Pharmacophoric Investigation of a Natural Product-like Class of Aromatase Inhibitors Using Molecular Modeling

Endometriosis is a condition affecting approximately 10% of reproductive-age women in which endometrial tissue is found in locations outside the uterus, often causing debilitating symptoms. Aromatase, an enzyme that also plays a key role in hormone-dependent breast cancer, is abnormally expressed in the diseased tissue and converts androgens to self-produce estrogen in the diseased tissue. Available aromatase inhibitors suffer from side effects that could be mitigated with an inhibitor based on natural products. In this work, several analogues of an isoflavanone-like scaffold, a new and underexplored scaffold for aromatase inhibition, are analyzed to map the pharmacophore and identify leads. Ligands are first docked to the active site, with docking scores in the range of −11.1 to −7.9 kcal/mol, and the top 50% are analyzed further with molecular dynamics and free energy analyses. General trends of the ligands are explored, followed by a deeper analysis of the five best-performing ligands.

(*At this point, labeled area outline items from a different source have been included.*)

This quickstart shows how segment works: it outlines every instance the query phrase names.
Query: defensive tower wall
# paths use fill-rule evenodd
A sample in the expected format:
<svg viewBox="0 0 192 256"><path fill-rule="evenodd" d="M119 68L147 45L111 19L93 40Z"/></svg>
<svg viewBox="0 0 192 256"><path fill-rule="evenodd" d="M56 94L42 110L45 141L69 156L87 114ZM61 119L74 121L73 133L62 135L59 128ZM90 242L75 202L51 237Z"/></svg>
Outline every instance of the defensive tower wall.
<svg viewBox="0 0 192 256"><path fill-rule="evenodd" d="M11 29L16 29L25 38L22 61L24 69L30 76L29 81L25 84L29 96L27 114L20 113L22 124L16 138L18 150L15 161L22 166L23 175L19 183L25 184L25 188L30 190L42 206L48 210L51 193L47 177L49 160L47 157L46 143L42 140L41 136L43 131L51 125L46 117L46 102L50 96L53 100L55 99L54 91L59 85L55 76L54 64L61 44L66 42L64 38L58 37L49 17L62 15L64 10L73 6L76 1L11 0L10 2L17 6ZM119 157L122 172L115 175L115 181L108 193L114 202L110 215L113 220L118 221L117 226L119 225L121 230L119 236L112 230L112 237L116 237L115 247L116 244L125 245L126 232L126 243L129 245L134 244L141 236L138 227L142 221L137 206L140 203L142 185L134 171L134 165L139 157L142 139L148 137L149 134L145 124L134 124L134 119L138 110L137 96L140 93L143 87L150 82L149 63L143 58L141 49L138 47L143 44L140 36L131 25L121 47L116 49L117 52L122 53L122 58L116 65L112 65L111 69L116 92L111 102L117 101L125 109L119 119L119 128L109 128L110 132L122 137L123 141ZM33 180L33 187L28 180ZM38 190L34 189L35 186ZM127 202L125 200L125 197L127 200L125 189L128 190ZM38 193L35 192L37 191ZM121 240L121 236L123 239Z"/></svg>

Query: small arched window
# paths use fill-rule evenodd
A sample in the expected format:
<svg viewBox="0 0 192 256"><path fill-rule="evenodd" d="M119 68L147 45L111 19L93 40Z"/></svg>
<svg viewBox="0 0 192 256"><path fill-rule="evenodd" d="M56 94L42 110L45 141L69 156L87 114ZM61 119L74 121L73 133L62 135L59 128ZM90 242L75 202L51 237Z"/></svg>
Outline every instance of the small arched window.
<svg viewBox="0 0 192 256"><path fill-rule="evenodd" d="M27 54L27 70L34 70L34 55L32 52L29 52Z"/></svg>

These ligands have root-mean-square fluctuation (RMSF) values between 0.87 and 1.77 Å and binding affinities between −35.41 and −37.24 kcal/mol, which is comparable to the control drug Letrozole (−35.80 kcal/mol). These five ligands have stable binding modes and strong binding affinities and are synthetically available. The most successful ligands have a para geometry on positions 2 and 5 of the B ring, and interactions are generally improved with nonpolar functional groups. These ligands, particularly compounds 4 and 5, provide ideal starting points for further experimental analysis of this novel scaffold, and the pharmocophore map will inform the rational design.